The school’s name was changed in 1947 to Voorhees School and Junior College, and in 1962 it became Voorhees College.
Located in Denmark, Voorhees College is a four-year liberal arts undergraduate institution. Founded in 1897 by Elizabeth Evelyn Wright and Jessie Dorsey, the school was first known as the Denmark Industrial School and was based on Booker T. Washington’s Tuskegee Institute. Wright was Washington’s protégée and had determined that she wanted to “be the same type of woman as Mr. Washington was of a man.” On graduation she set out for South Carolina to develop a second Tuskegee.
Wright’s first efforts at Govan and in Hampton County were thwarted by a hostile white community, which burned buildings and building materials. Undaunted, Wright approached state senator Stanwix G. Mayfield of Bamberg County, who sold her twenty acres of land after she obtained an endorsement from Washington and collected pennies and nickels from black churches. The Denmark Industrial School became a reality when Wright and Dorsey taught 14 boarders and 236 pupils in the upstairs of an abandoned store. The curriculum included the basics of reading, writing, and arithmetic, but the school’s primary mission was to develop students through an industrial-vocational system modeled after Tuskegee.

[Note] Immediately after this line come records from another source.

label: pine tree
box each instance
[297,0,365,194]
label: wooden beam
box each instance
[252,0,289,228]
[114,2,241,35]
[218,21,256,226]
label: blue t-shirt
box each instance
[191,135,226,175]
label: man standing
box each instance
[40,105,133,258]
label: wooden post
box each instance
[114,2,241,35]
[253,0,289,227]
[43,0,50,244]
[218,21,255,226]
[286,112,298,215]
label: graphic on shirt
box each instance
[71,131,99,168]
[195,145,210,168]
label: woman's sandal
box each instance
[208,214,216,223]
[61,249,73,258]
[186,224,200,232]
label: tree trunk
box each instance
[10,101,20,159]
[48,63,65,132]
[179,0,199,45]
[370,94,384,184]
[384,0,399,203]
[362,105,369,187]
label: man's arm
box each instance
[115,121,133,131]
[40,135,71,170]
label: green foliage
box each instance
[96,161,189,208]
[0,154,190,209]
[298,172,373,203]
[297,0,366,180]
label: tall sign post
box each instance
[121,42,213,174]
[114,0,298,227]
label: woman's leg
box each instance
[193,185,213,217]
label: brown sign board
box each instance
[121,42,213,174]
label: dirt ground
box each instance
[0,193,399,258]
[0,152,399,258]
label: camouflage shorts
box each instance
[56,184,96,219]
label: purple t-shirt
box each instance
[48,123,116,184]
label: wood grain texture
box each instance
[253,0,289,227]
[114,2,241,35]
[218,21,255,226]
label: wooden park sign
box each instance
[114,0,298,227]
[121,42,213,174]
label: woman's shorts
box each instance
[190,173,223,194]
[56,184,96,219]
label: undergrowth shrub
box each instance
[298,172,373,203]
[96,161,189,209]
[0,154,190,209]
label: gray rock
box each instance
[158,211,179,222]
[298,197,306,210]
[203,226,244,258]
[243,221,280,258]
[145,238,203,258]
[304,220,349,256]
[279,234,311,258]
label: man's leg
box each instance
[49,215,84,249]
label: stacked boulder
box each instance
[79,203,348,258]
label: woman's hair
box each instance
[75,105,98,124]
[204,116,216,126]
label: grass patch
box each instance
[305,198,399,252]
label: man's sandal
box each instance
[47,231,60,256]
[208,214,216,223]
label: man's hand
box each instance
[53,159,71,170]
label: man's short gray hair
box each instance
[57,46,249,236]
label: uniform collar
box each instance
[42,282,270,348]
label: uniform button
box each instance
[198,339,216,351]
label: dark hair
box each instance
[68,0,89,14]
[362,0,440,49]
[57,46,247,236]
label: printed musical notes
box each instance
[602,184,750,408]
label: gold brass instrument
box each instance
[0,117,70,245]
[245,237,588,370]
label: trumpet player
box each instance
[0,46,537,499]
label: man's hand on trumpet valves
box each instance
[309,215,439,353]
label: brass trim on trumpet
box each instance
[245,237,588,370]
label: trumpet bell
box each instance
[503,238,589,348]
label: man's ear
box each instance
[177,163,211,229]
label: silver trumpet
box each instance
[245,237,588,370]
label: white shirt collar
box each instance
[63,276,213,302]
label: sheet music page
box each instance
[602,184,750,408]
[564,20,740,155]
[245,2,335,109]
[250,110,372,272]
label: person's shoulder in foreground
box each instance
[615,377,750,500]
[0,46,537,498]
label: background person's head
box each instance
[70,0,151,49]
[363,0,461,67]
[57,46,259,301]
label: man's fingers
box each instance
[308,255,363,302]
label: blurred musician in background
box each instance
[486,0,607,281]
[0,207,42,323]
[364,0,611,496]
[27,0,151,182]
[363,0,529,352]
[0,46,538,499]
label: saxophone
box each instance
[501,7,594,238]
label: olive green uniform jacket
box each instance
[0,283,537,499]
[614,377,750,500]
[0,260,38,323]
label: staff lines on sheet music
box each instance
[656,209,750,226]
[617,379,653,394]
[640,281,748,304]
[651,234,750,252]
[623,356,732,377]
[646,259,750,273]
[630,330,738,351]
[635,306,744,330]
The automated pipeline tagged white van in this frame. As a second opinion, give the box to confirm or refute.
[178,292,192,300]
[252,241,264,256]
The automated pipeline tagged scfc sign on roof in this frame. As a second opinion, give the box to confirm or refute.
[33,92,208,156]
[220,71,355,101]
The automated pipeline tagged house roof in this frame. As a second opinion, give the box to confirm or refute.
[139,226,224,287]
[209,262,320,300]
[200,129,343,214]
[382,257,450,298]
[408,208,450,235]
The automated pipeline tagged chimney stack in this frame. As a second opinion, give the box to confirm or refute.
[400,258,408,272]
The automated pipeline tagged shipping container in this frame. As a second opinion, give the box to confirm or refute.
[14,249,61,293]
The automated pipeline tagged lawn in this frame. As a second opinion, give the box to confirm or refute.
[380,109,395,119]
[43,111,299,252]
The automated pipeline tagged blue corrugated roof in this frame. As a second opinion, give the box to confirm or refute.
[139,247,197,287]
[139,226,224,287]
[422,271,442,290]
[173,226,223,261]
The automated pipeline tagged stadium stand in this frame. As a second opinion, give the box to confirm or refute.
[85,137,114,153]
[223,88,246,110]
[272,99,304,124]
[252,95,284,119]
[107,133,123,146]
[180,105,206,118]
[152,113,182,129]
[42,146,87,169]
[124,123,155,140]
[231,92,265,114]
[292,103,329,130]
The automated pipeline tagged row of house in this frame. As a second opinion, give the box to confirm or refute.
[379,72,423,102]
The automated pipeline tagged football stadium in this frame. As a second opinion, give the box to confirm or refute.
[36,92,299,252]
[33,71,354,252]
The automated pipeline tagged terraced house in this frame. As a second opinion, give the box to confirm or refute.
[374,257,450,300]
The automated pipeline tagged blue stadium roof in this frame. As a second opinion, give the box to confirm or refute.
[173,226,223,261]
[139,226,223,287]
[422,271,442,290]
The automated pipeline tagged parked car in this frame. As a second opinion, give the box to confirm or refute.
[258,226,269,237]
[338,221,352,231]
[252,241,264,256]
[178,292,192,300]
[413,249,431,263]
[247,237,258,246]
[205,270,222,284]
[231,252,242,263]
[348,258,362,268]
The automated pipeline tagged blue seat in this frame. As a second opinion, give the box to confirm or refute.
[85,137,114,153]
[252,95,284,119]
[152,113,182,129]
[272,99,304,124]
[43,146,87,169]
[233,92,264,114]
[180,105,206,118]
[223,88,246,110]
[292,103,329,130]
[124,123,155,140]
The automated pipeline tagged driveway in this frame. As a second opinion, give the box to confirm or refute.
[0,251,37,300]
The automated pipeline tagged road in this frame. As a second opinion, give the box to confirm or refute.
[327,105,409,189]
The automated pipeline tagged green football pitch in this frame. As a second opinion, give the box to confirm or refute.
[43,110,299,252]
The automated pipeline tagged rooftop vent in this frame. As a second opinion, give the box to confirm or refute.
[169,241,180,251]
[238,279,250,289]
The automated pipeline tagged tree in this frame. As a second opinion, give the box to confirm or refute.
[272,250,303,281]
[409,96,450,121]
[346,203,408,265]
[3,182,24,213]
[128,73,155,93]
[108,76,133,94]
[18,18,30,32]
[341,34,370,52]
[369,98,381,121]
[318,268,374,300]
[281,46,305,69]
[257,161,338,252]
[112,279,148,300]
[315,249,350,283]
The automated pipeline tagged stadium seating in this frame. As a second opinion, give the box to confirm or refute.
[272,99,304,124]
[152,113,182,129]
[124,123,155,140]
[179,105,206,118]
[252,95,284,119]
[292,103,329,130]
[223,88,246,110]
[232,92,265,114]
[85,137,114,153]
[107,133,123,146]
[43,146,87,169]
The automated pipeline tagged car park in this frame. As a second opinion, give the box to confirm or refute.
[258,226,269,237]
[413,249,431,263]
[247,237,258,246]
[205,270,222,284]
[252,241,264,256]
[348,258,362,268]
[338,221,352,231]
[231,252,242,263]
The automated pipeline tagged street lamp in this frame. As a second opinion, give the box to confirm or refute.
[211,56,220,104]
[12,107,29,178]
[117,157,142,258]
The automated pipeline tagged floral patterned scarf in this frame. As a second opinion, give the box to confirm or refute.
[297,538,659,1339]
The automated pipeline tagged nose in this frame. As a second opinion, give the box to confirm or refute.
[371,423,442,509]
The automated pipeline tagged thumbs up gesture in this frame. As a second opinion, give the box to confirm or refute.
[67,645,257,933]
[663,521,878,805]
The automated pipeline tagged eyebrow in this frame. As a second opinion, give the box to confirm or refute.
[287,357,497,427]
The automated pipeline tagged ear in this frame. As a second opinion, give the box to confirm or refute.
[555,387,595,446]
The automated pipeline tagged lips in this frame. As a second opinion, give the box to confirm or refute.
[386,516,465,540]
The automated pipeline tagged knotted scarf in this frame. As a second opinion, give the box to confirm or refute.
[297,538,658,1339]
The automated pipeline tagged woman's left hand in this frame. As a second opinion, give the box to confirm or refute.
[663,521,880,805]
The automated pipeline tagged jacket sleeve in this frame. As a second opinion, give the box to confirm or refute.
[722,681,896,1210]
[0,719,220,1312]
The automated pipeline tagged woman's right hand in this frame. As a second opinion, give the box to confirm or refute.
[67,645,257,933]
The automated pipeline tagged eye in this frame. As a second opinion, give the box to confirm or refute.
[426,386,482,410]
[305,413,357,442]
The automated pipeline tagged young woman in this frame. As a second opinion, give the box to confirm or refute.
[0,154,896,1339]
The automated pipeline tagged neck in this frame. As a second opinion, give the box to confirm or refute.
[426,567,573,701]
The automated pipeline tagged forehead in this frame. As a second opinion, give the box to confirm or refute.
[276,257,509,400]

By 1902 Wright had successfully persuaded a New Jersey industrialist, Ralph Voorhees, to donate money that was used to purchase land and construct buildings. The institution was renamed for its benefactor, and the state legislature incorporated the school in 1904 as the Voorhees Industrial School for Colored Youths. The school now had almost 350 students and 17 faculty members and was supported by the local black community as well as through solicitation campaigns. Though Wright died in 1906, the school continued to prosper. By the end of World War I, however, Voorhees faced a financial crisis when gifts and grants decreased. In 1924 the school was taken over by the Episcopal Church’s American Institute for Negroes and remains affiliated with the Diocese of South Carolina.
The school’s name was changed in 1947 to Voorhees School and Junior College, and in 1962 it became Voorhees College. Earning full accreditation as a four-year school from the Southern Association of Colleges and Schools in 1968, Voorhees faced student unrest over civil rights and personnel issues. Voorhees students objected to the lack of blacks serving on the school’s board of trustees as well as student living conditions, wage scales for nonacademic workers, few black history courses, and a poorly equipped library. With tempers rising and protests growing, armed students took over the library in April 1969. The demonstration was reported in the national press but ended quickly when the National Guard was called to the campus by President John Potts and J. Kenneth Morris, chairman of the board of trustees.
Potts’s tenure as president of Voorhees from 1954 to 1970 was marked by both progress and protest. During that time the institution dropped its high school component and became a four-year college. Other accomplishments included increased enrollment, an improvement in the quality of the faculty, and an upgrading of the curriculum and programs. Several presidents who succeeded Potts did not prove to be as visionary in dealing with programs, finances, or students and were dismissed from office. Enrollment reached a high of one thousand students in 1976. In 2001 Voorhees had seven hundred students when it welcomed its seventh president, Dr. Lee Monroe. The college offers a traditional liberal arts program and awards bachelor’s degrees in eleven majors.
“Academic Freedom and Tenure: Voorhees College (South Carolina).” AAUP Bulletin 60 (March 1974): 82–89.
Blanton, Robert J. The Story of Voorhees College: From 1897 to 1982. Smithtown, N.Y.: Exposition, 1983.
Jabs, Albert Emil. “The Mission of Voorhees College: Its Roots and Its Future.” Ph.D. diss., University of South Carolina, 1983.
Robinson, James C. “South Carolina’s Black Colleges: A Strategy for Survival.” Ph.D. diss., University of Massachusetts, 1973.
Stoops, Barbara H. “Changes in Courses, Administration Planned.” Columbia State, August 23, 1970, p. B1.
Wickenberg, Margaret. “Borrowed Bell and Two Chairs: Voorhees College’s Beginnings.” Columbia State, July 24, 1966, pp. D2, D12.